Places:

Travelling the Karakoram Highway – Part 3

Wednesday, 10 October 2012

Khunjerab Pass to Kashgar
I’ve recently travelled up the Karakoram Highway through northern Pakistan to Kashgar in western China. Part 1 went from Islamabad to Gilgit. In Part 2 I continued through the Hunza Valley and up to the Khunjerab Pass, the 4724 metre high dividing line between Pakistan and China. Now it’s downhill from the pass to Kashgar, the main city of the Muslim Uighur people of western China and after Tibet the touchiest region in China.

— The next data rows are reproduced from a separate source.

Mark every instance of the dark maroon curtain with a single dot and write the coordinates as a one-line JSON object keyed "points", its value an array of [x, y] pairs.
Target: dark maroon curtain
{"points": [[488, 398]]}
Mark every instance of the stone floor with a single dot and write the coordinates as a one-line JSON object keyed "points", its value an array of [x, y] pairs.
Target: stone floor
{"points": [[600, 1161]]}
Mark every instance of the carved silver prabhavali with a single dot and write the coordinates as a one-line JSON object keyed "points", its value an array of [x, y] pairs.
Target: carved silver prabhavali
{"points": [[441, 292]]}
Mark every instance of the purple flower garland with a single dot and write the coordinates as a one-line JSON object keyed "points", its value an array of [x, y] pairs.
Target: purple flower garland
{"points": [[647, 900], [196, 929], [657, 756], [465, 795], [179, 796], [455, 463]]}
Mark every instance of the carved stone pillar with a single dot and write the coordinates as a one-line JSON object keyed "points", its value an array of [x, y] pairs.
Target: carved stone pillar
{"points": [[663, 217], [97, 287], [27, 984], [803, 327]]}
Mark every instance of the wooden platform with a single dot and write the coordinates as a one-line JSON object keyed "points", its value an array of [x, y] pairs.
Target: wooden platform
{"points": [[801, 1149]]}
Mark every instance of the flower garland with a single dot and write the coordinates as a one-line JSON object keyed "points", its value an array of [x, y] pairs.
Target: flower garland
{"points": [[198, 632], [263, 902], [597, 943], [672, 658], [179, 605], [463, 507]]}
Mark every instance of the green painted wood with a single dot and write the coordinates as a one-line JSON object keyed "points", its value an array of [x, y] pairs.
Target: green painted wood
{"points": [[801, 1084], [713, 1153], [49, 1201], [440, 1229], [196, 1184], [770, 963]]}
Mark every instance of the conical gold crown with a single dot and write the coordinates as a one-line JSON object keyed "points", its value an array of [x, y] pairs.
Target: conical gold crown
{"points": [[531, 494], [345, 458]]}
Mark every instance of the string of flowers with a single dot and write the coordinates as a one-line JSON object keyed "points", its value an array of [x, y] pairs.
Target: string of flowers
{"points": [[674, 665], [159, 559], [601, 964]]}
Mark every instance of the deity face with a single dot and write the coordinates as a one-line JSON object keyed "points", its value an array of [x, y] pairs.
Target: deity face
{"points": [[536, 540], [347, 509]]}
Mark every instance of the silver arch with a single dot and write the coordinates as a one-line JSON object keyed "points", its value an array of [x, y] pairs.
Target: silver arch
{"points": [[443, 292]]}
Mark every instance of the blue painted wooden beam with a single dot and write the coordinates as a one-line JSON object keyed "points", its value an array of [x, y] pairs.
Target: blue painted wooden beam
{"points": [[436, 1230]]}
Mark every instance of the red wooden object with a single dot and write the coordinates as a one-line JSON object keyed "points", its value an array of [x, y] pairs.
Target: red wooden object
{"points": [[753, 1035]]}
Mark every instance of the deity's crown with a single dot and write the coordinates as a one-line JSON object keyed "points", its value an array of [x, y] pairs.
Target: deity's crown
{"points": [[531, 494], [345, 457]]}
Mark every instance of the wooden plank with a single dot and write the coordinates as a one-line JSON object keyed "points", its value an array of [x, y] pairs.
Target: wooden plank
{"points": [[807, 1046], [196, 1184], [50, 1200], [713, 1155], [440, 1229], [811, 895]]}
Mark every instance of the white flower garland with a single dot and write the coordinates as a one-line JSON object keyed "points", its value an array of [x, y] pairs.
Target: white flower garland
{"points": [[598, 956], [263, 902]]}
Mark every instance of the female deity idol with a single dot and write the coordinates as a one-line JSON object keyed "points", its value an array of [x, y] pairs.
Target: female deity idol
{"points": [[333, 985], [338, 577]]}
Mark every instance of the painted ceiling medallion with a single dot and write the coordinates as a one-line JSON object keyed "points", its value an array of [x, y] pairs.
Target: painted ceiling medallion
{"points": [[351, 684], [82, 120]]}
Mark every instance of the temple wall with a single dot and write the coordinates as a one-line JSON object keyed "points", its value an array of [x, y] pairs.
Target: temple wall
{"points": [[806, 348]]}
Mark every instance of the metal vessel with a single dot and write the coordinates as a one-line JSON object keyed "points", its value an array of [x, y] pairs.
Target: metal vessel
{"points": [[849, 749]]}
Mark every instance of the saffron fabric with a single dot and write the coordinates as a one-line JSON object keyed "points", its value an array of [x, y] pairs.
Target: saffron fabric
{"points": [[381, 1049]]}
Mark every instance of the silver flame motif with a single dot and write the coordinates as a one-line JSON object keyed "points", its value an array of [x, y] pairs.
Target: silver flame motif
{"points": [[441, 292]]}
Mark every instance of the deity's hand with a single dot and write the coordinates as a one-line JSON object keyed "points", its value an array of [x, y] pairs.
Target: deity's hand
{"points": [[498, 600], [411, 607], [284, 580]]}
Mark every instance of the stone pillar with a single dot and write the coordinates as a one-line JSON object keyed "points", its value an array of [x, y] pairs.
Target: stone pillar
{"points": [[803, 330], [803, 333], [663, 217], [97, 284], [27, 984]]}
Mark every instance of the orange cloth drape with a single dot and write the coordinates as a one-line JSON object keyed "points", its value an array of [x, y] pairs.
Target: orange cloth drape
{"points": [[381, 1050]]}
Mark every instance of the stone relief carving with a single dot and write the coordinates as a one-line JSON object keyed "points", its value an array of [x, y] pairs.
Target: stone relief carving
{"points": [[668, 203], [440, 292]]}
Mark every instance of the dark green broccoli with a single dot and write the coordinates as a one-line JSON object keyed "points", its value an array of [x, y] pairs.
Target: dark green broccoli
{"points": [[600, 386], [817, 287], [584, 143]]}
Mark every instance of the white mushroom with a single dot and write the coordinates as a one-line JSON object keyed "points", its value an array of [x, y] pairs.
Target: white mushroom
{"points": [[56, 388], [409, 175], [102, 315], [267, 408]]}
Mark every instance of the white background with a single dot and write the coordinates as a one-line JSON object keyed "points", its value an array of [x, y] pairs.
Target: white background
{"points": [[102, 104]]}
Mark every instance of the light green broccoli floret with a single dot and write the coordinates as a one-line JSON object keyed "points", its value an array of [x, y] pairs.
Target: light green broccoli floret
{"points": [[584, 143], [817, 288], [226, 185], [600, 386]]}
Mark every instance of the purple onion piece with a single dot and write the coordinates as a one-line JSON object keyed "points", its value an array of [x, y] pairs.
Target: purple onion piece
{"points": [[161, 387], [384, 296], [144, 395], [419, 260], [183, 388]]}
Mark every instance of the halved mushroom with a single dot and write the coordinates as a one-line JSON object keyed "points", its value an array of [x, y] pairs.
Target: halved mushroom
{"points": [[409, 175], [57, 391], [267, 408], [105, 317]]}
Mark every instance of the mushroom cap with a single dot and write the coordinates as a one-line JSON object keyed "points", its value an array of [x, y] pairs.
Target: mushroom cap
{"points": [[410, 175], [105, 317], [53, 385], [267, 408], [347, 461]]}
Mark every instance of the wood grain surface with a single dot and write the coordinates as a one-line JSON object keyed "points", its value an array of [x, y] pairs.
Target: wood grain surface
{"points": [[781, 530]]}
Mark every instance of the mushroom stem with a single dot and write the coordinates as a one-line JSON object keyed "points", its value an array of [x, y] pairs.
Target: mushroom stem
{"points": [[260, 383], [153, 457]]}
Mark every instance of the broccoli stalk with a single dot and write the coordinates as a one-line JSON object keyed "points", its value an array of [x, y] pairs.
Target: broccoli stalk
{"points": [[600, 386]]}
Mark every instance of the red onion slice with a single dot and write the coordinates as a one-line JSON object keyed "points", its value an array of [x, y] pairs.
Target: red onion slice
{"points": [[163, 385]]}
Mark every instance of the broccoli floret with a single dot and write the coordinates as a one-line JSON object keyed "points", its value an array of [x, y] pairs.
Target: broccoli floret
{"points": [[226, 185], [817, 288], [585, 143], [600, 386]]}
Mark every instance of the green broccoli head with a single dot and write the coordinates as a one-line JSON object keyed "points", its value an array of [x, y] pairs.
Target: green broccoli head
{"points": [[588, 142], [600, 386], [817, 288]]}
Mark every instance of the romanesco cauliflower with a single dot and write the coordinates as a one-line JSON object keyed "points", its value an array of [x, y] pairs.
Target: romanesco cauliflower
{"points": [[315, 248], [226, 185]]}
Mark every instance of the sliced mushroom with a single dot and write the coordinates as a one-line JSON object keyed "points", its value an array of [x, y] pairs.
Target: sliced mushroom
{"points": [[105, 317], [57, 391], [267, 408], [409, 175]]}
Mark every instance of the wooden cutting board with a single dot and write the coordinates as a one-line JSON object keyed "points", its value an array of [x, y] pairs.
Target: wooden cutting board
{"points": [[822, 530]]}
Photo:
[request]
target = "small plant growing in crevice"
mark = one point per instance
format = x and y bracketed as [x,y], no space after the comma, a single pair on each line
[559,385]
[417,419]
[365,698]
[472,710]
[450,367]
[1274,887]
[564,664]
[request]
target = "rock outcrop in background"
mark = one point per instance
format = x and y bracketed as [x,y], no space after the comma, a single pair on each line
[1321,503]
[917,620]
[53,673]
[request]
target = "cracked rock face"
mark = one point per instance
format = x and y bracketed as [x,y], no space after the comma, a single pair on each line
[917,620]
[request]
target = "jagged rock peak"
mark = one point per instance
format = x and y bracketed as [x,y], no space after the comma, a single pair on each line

Only a couple of km north of the pass and still at a breathtakingly high altitude we came to the touchiest and unfriendliest army checkpoint I’ve ever encountered in China. We had to wait there for three hours until the last bus for the day came through and we could travel in convoy the 140km to Tashkurgan.

soldier
▲ We had this army guy installed in our minibus – to keep an eye on us? He didn’t do much of that, as soon as we left the army checkpoint he fell asleep and stayed that way until we arrived in Tashkurgan.

Tashkurgan Castle
▲ Tashkurgan, the first town we reached in China, is the Tajik capital of the region. Tajikistan itself is only a few km to the west. It’s an interesting town, for a short visit, dominated by the imposing ruins of the city’s mud-walled fort.

road to Kashgar
▲ The Karakoram Highway north to Kashgar may not have the scary sheer drops and soaring valley sides so much of the road in Pakistan features, but it still has some pretty impressive scenery. Kara Kul Lake and 7546 metre Muztagh Ata – ‘Father of Ice Mountains’ – are among the highlights

Mao Statue
▲  Sadly much of the old Silk Road charm of Kashgar has disappeared beneath relentless Chinese development. The Uighur people used to constitute 90% of the local population, Han Chinese immigration has reduced that to less than 50%. Mao statues may have disappeared in much of China, but Kashgar still has one of the largest. It was fronted by red lanterns for Chinese Independence Day on 1 October.

Abakh Hoja Tomb
▲ Islamic architecture like the Abakh Hoja Tomb are reminders of that long Muslim history.

livestock market
▲ Kashgar’s huge Sunday Market (which actually operates all week) is the town’s number one attraction. Most visitors also get to the livestock market on the edge of town where you can buy anything from a yak to a camel as well as plenty of goats.